Bhutan often referred to as the last Shangrila, is a sovereign independent country. Despite being situated between the two giants; China in the north and India in the south, the country enjoyed the absence of any foreign invasions or attempts of colonization. The country is woven with the seemingly endless maze of deep valleys which provide a magnificent landscape.
In it, the Bhutanese have carefully preserved their rich legacy of traditional values and customs. There abound numerous theories about the origin of the name “Bhutan”. Some say the name. comes from the Sanskrit word Bhotant, which means “the end of Tibet.” A story prevailed that some English people on expeditions named the country “Bootan” from the Sanskrit word
Bhatia, which means “Tibetan people.” Regardless of all these names, the Bhutanese know their home as Drukyul—Land of the Thunder Dragon. And they refer to themselves as Drukpas. Druk in Bhutanese literature means ‘dragon’ and thus, the Bhutanese identify themselves with the dragon symbol; it is proudly featured on the national flag and also on various denominations of currency.

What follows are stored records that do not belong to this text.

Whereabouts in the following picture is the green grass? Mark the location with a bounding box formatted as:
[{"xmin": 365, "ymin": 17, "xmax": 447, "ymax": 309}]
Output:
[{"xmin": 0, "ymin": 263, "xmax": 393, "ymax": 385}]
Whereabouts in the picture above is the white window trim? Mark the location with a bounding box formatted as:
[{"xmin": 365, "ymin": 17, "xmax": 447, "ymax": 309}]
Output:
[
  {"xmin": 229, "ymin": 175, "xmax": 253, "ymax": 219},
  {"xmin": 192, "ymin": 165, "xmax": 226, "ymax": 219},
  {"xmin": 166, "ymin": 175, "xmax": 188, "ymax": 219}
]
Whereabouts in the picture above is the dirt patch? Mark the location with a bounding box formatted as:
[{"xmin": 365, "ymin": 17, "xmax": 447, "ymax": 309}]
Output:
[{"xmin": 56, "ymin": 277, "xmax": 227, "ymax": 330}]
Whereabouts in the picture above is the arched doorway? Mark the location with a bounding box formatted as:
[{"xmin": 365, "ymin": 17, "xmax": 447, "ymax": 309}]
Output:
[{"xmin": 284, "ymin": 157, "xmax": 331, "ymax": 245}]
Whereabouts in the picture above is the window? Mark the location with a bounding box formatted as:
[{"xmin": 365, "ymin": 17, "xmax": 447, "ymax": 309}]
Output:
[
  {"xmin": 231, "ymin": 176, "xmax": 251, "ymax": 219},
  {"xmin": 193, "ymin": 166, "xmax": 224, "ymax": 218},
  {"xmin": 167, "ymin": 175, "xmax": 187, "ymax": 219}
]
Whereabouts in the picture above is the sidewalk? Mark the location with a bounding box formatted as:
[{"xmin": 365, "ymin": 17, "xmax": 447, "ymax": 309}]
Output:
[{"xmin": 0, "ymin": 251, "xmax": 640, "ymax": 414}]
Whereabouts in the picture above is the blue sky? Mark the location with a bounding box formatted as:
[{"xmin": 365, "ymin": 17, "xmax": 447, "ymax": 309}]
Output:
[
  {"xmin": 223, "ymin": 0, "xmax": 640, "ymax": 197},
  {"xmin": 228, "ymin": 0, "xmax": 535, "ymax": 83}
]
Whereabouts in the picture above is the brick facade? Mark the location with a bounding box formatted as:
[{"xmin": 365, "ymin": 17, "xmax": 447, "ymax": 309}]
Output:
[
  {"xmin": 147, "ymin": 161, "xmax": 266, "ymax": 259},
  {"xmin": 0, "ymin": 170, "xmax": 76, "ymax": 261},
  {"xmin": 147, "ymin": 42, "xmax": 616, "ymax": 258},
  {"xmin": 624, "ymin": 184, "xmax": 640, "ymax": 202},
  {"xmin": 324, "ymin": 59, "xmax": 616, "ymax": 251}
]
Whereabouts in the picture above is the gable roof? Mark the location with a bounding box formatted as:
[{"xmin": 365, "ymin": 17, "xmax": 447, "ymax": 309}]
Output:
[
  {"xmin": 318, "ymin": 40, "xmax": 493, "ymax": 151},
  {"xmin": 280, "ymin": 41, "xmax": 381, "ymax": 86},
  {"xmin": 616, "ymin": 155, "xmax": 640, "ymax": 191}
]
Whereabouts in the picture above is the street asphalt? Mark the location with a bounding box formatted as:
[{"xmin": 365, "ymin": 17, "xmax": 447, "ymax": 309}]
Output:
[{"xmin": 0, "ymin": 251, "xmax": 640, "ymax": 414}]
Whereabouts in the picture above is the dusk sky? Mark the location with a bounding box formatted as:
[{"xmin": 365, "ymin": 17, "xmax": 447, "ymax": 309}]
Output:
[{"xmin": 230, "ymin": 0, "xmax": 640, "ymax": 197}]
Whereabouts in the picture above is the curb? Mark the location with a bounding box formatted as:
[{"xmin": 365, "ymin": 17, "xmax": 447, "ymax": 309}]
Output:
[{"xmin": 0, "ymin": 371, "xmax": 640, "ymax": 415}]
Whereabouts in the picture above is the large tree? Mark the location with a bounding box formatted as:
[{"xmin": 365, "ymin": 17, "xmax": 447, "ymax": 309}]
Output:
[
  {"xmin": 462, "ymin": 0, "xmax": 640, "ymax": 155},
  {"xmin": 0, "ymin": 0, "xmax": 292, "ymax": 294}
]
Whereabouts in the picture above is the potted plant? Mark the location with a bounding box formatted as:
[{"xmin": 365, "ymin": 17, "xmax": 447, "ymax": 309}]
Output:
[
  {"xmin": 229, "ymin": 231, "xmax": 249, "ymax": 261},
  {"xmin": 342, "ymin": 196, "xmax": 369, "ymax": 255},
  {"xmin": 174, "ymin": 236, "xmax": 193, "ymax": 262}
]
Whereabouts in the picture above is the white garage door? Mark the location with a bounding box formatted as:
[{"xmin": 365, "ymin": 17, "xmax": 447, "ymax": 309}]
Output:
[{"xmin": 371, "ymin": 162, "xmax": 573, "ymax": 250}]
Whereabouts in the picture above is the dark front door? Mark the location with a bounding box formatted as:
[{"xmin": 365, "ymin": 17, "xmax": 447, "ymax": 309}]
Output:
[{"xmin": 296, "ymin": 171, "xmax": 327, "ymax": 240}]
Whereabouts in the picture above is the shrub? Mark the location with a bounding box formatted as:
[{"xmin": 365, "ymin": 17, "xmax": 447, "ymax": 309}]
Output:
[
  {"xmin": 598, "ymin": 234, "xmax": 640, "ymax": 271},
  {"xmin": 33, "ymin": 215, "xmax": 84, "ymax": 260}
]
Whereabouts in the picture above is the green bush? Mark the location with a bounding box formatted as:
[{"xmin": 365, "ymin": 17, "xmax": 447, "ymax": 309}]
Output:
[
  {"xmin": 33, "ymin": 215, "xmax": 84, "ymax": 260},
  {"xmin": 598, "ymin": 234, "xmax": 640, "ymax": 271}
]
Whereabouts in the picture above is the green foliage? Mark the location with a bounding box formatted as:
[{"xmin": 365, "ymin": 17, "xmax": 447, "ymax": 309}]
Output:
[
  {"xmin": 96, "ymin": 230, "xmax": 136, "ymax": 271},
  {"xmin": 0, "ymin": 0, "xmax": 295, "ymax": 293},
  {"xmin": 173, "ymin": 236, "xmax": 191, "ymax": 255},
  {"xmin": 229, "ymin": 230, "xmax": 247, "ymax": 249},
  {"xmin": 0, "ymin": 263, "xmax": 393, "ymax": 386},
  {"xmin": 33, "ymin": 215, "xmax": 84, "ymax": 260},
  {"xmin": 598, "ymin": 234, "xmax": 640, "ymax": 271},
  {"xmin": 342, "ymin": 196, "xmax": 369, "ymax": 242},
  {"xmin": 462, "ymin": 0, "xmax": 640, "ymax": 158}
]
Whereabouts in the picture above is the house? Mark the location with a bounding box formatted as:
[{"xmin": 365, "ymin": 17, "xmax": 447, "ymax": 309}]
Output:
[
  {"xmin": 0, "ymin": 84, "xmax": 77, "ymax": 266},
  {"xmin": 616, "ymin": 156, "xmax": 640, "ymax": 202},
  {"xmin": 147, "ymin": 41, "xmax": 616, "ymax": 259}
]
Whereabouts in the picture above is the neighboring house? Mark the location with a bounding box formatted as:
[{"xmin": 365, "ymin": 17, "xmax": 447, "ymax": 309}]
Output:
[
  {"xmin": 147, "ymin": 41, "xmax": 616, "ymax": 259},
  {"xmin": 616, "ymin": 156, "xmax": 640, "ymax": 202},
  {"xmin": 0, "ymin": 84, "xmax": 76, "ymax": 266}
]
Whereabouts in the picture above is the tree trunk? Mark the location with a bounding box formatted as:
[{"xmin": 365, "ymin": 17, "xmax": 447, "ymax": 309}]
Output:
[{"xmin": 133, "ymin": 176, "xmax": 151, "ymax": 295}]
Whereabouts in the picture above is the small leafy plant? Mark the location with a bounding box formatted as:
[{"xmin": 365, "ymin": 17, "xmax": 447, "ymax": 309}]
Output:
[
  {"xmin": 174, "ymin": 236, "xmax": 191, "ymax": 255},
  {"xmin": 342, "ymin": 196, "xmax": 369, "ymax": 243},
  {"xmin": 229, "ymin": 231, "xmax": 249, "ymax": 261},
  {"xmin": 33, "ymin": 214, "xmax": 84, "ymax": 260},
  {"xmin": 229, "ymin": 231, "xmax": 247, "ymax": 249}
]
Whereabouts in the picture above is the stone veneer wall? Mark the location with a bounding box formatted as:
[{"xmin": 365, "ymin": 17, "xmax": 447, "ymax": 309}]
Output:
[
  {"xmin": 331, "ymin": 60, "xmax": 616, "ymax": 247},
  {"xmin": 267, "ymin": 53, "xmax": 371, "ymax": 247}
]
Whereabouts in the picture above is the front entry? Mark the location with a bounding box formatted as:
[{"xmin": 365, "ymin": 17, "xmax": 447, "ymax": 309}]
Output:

Little is known about the ancient history of Bhutan. The recent archaeological evidence suggests that the country was first inhabited during the Neolithic Period between 1,500 and
2,000 BC. Historians have speculated that the Manas River, which cuts through the country, was used during this time as an immigration route from India to Tibet. The majority of what is known today comes from the records of early British explorers, folklore, and a few books that were outlived.
Buddhism was brought to Bhutan in the seventh century under the auspices of the Tibetan King, Songtsen Gampo. He is widely known for the construction of 108 temples overnight. It includes Kichu Lhakhang in Paro and Jambay Lhakhang in Bumthang. During that time, the Bhutanese practiced a shamanistic religion known as Bön. Later, as Buddhism gained momentum among people, the practice of the Bon religion began to diminish.
The visit of the tantric Buddhist master, Guru Rinpoche in the eighth century, marked the beginning of the commencement of the Buddhist institution. Ever since then, Buddhism gained a stronghold in the lives of the people. As a way for future generations to continue his powerful legacies, he left behind secret texts hidden in places that could only be found by the enlightened saints known as the treasure revealers (Tertonpas).
Later in the thirteenth century, the Drukpa Kagyu lineage of Buddhism was introduced to the country by a Tibetan saint, Phajo Drukgom Zhigpo. Phajo’s visit was particularly significant in the introduction of the Drukpa Kagyu religion. The Drukpa Kagyu religion further gained a stronghold with the visit of Zhabdrung Ngawang Namgyal to Bhutan in 1616 A.D. After the successful completion of the process of unification, he declared Drukpa Kagyu Buddhism as the official state religion.
December 17, 1907, is a significant event in the political history of Bhutan. Trongsa Ponlop, Ugyen Wangchuck was enthroned as the first hereditary monarch of the Wangchuck dynasty. Today, the day is celebrated as the National Day across the country. The second King, His Majesty Jigme Wangchuck, followed in his father’s footsteps and continued to steer the country. For his famous policy of isolation, the second king is known as the steadfast defender. Known as the father of modern Bhutan, the Third King, His Majesty Jigme Dorji Wangchuck,
was crowned in 1952.
By establishing the National Assembly, Bhutan witnessed a democratic element in its governance. Shouldering upon himself the king’s responsibility at the tender age of 16, the fourth King, His Majesty Jigme Singye Wangchuck, became the youngest monarch in the world. The world showed the deepest reverence when the King voluntarily led his troops into battle in the military conflict of 2003. Bravely did the King fight to clear out all the enemies.
As deemed necessary by the changing time, the great fourth transitioned the system of the government from monarchy to democracy. Thus, the government came to be known as the Constitutional Democratic Monarchy. Widely known as the People’s King, the fifth King, His Majesty Jigme Khesar Namgyal Wangchuck was crowned in 2008. Traveling across the country often by walking and meeting with the people in person, His Majesty has showered deep love and care upon the people.